# numerical problem: efficient euclid distance with very large numbers

• Dec 17th 2007, 11:29 AM
sirandreus
numerical problem: efficient euclid distance with very large numbers
Hi all,

Iīm looking for an efficient solution for the following problem:

Let V be a set containing m vectors V={v1,v2,...,vm}. Given an input vector vi I need to find the vector from V which has the smallest euclid distance to vi (find best matching unit).
Normally not an issue. However, every element of Vīs vectors and the input vector vi always have a value from the open interval (0,1).

example 2D vector:
v1 = (0.0123123423423 , 0.00023567887)

Assume that every number has several thousand or even million digits. So practically spoken, if you implement euclid distance for this kind of numbers, you will need special high precision libraries, where every mathematical operation (like add, mult or sqrt) will run many times slower than with primitives such as double.

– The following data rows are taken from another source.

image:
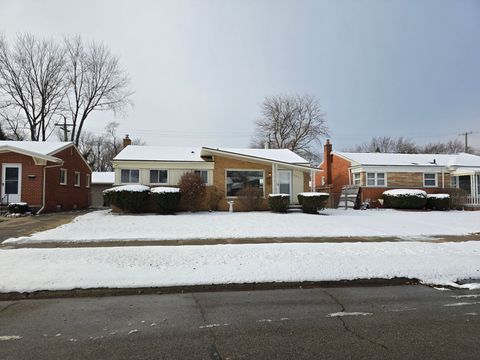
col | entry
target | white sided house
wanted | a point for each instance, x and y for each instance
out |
(375, 173)
(224, 170)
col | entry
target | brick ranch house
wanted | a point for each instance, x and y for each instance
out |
(224, 169)
(377, 172)
(48, 176)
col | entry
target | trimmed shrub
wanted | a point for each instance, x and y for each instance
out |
(312, 202)
(250, 198)
(193, 190)
(18, 208)
(404, 199)
(128, 198)
(278, 202)
(165, 199)
(438, 202)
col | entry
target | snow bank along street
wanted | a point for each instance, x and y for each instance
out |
(158, 266)
(104, 226)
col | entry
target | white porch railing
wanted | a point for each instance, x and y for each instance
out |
(472, 200)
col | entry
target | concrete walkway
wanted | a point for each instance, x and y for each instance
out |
(27, 225)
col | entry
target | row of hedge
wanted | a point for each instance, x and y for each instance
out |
(415, 199)
(140, 198)
(311, 202)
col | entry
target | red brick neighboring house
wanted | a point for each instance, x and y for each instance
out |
(377, 172)
(48, 176)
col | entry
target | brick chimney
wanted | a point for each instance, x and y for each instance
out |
(126, 141)
(327, 160)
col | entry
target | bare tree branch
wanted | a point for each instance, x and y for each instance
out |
(291, 122)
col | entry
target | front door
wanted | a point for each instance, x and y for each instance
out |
(285, 182)
(11, 183)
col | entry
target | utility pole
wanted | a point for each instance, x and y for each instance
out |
(64, 127)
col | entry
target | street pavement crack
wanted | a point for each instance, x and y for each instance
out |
(212, 349)
(8, 306)
(347, 328)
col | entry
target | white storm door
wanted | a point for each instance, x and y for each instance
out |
(285, 182)
(11, 183)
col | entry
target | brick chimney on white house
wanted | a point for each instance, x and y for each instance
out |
(126, 141)
(327, 160)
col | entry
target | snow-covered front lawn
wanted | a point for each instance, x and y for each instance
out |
(106, 226)
(158, 266)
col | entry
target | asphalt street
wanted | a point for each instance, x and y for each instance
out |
(390, 322)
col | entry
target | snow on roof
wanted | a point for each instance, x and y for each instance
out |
(38, 147)
(461, 159)
(168, 153)
(103, 177)
(281, 155)
(159, 153)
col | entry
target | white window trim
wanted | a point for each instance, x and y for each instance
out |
(236, 197)
(130, 176)
(359, 178)
(436, 180)
(77, 177)
(165, 183)
(376, 179)
(200, 170)
(66, 176)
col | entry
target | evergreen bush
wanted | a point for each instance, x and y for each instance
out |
(128, 198)
(438, 202)
(165, 199)
(18, 208)
(404, 199)
(193, 190)
(312, 202)
(278, 202)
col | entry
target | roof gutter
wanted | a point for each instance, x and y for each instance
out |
(44, 184)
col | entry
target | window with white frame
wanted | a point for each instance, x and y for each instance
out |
(376, 179)
(237, 180)
(130, 176)
(77, 178)
(356, 179)
(429, 180)
(454, 181)
(63, 176)
(158, 177)
(203, 174)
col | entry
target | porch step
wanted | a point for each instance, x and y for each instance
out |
(350, 197)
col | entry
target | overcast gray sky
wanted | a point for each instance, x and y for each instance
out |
(200, 69)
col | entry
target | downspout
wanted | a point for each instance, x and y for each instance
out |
(44, 182)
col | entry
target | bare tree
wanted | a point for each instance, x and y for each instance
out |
(449, 147)
(43, 80)
(99, 150)
(386, 144)
(291, 122)
(97, 83)
(32, 84)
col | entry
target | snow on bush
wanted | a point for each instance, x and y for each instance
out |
(165, 199)
(312, 201)
(128, 198)
(278, 202)
(131, 188)
(405, 199)
(438, 202)
(164, 189)
(405, 192)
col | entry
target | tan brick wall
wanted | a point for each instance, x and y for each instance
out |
(224, 163)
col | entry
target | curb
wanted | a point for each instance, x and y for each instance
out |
(103, 292)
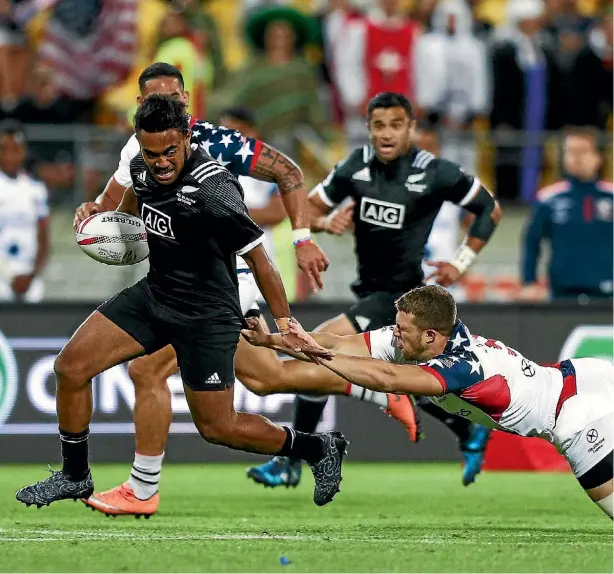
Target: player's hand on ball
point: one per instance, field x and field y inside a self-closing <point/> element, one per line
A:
<point x="255" y="335"/>
<point x="445" y="273"/>
<point x="312" y="261"/>
<point x="84" y="211"/>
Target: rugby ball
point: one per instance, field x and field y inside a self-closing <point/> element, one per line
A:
<point x="113" y="238"/>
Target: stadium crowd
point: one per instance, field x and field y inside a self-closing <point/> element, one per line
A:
<point x="494" y="83"/>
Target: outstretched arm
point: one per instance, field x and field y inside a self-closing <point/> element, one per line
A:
<point x="276" y="167"/>
<point x="272" y="289"/>
<point x="383" y="376"/>
<point x="351" y="344"/>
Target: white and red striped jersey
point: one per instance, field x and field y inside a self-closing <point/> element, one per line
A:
<point x="492" y="384"/>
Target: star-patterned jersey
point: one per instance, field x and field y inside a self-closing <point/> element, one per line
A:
<point x="396" y="205"/>
<point x="490" y="383"/>
<point x="230" y="148"/>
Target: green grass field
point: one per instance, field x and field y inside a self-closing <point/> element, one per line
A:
<point x="388" y="518"/>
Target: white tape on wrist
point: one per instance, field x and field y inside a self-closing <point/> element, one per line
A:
<point x="300" y="236"/>
<point x="464" y="258"/>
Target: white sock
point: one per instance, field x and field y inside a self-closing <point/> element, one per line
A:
<point x="607" y="504"/>
<point x="145" y="475"/>
<point x="363" y="394"/>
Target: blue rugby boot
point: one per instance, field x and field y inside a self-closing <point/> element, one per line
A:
<point x="473" y="452"/>
<point x="279" y="471"/>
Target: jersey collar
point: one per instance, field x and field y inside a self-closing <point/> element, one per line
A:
<point x="460" y="339"/>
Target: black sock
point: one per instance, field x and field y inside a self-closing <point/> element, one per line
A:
<point x="458" y="425"/>
<point x="74" y="454"/>
<point x="307" y="414"/>
<point x="301" y="445"/>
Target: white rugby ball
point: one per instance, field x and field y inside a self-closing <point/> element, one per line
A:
<point x="113" y="238"/>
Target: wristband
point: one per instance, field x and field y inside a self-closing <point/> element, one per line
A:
<point x="464" y="258"/>
<point x="301" y="236"/>
<point x="282" y="324"/>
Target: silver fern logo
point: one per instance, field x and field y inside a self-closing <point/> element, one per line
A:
<point x="8" y="379"/>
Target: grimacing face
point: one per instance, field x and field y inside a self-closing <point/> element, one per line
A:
<point x="581" y="159"/>
<point x="165" y="153"/>
<point x="164" y="86"/>
<point x="391" y="132"/>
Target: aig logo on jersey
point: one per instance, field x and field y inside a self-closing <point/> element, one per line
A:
<point x="157" y="222"/>
<point x="382" y="213"/>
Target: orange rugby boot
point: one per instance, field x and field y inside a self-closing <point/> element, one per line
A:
<point x="120" y="501"/>
<point x="403" y="408"/>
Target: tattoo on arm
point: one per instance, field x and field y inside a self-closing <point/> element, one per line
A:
<point x="278" y="168"/>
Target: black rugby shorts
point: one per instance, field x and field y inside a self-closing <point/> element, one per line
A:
<point x="205" y="348"/>
<point x="374" y="311"/>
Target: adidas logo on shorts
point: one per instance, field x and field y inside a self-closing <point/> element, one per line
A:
<point x="214" y="379"/>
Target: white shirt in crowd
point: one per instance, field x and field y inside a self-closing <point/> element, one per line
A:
<point x="23" y="202"/>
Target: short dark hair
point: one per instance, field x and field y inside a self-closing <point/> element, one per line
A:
<point x="159" y="70"/>
<point x="432" y="307"/>
<point x="390" y="100"/>
<point x="588" y="133"/>
<point x="160" y="113"/>
<point x="13" y="128"/>
<point x="241" y="114"/>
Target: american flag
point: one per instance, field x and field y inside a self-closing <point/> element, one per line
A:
<point x="90" y="44"/>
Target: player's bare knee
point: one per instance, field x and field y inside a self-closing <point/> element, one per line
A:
<point x="214" y="432"/>
<point x="144" y="374"/>
<point x="257" y="386"/>
<point x="70" y="369"/>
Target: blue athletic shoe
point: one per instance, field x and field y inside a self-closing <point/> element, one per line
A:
<point x="279" y="471"/>
<point x="473" y="452"/>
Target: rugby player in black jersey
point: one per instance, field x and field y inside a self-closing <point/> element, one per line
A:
<point x="196" y="223"/>
<point x="392" y="191"/>
<point x="257" y="368"/>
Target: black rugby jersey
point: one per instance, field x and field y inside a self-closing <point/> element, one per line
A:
<point x="195" y="226"/>
<point x="396" y="205"/>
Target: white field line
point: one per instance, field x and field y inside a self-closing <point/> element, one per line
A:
<point x="21" y="536"/>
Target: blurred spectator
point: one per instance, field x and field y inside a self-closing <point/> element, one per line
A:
<point x="24" y="221"/>
<point x="178" y="48"/>
<point x="261" y="197"/>
<point x="13" y="55"/>
<point x="526" y="98"/>
<point x="203" y="30"/>
<point x="422" y="12"/>
<point x="591" y="78"/>
<point x="278" y="85"/>
<point x="575" y="216"/>
<point x="375" y="55"/>
<point x="480" y="27"/>
<point x="51" y="161"/>
<point x="452" y="80"/>
<point x="444" y="236"/>
<point x="89" y="45"/>
<point x="332" y="20"/>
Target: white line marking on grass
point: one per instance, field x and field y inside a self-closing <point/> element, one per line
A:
<point x="516" y="538"/>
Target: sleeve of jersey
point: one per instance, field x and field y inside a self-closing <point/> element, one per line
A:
<point x="128" y="153"/>
<point x="381" y="343"/>
<point x="458" y="186"/>
<point x="42" y="201"/>
<point x="233" y="150"/>
<point x="333" y="190"/>
<point x="240" y="233"/>
<point x="453" y="372"/>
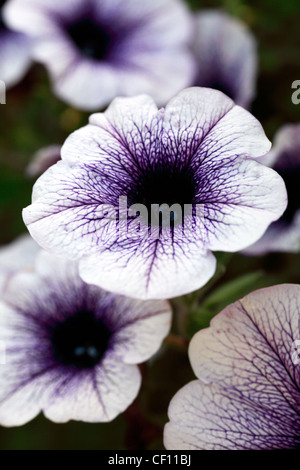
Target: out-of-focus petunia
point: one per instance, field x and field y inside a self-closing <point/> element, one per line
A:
<point x="42" y="160"/>
<point x="98" y="49"/>
<point x="226" y="55"/>
<point x="15" y="51"/>
<point x="71" y="348"/>
<point x="284" y="234"/>
<point x="248" y="392"/>
<point x="197" y="152"/>
<point x="18" y="255"/>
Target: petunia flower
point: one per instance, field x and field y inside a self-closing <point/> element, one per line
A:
<point x="20" y="254"/>
<point x="42" y="160"/>
<point x="284" y="234"/>
<point x="15" y="51"/>
<point x="197" y="153"/>
<point x="226" y="55"/>
<point x="247" y="395"/>
<point x="96" y="50"/>
<point x="72" y="348"/>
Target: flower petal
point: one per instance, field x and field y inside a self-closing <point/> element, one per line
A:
<point x="98" y="396"/>
<point x="248" y="393"/>
<point x="150" y="270"/>
<point x="226" y="55"/>
<point x="212" y="417"/>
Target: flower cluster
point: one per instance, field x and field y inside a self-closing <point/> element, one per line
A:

Recently, I had the idea to tokenize a long number into smaller peaces and execute the euclid distance only on this peaces.
so for instance lets assume we are in 1d (for simplicity) and we have the following two vectors v1, v2 and the input vector vi

v1 = 0.001222345566
v2 = 0.123456649900
vi = 0.1923343233232

lets say we are tokenizing the numbers in peaces of length 5, then the first token (t1) for each vector would look like this:

v1_t1 = 00122
v2_t1 = 12345
vi_t1 = 19233
(here I am leaving away "0." since it is shared by all numbers)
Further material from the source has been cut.